Ein Gespenst geht um in Deutschland: das große Unbehagen über die Leistungsfähigkeit von Staat und Wirtschaft. Die Ursache ist schwindende Produktivität. Ohne eine öffentliche Debatte über diese Ursache lässt sich das Gespenst nicht vertreiben. Doch die Debatte wird von verbohrten Ideologen und mit ihnen verbundenen Wirtschaftsinteressen blockiert.
Wer Produktivität am Werk erleben möchte, sollte sich mal auf einem Waldspaziergang ansehen, wie heute Holz gefällt wird. Ein „Harvester“ packt die Bäume mit stählernem Griff, sägt sie um und zieht ihnen mit eisernen Zähnen die Äste ab. Die Maschine wird von einem einzigen Waldarbeiter gesteuert und kann bis zu dreißig Festmeter Holz pro Stunde verarbeiten. Das ist ungefähr zehnmal so viel wie mit Handarbeit. Oder man kann im Freiland beobachten, wie ein Landarbeiter mit einer von einem Traktor gezogenen Presse scheinbar mühelos das auf einer Wiese liegende Heu in Ballen mit einem Gewicht von bis zu 400 Kilogramm verwandelt. Früher rechte eine ganze Bauernfamilie das Heu zusammen, lud es auf von Pferden oder Kühen gezogene Wagen und fuhr es im Schritttempo zur Scheune. Wer Produktivität lieber innen am Werk sehen möchte, sollte sich mal in einer Fabrikhalle ansehen, wie Roboter Autokarosserien am Fließband zusammenschweißen. Heute ist ungefähr jeder siebte Automobilarbeiter ein Roboter.

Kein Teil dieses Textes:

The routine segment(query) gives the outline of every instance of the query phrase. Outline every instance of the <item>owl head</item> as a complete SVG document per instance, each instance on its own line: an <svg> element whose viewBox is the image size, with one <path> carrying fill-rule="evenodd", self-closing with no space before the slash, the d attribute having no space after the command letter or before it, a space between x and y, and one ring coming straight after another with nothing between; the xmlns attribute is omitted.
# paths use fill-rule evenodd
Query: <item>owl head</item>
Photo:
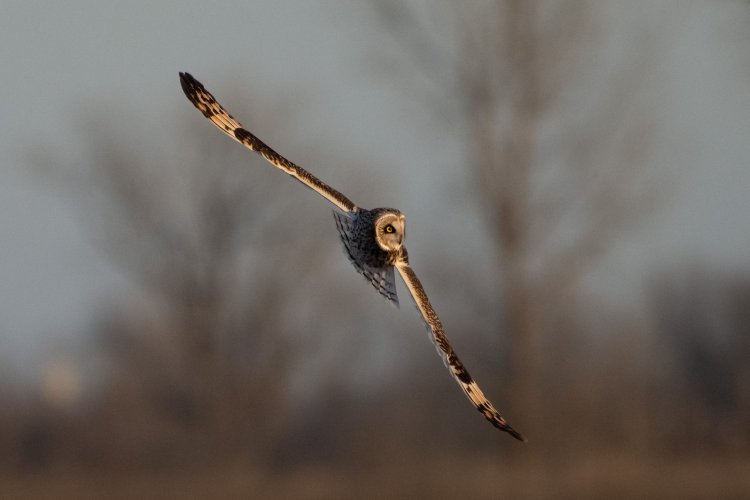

Ohne diese atemberaubenden Produktivitätssteigerungen in Landwirtschaft und Industrie hätten wir unseren heutigen Wohlstand nicht erreichen können. Die in diesen Wirtschaftsbereichen freiwerdenden Arbeitskräfte konnten andere Tätigkeiten übernehmen, in denen sie Dienstleistungen vom Kellnern bis zur medizinischen Behandlung erbringen. Heute arbeiten rund drei Viertel aller Erwerbstätigen in Deutschland im Dienstleistungsbereich, während die Anteile der Bauern und Industriebeschäftigten auf gut ein Prozent und knapp 18 Prozent gefallen sind. Neunzehn Prozent der Beschäftigten versorgen also 75 Prozent mit Nahrungsmitteln und Gütern, und weitere knapp sechs Prozent der Beschäftigten stellen ihnen die nötigen Bauten her.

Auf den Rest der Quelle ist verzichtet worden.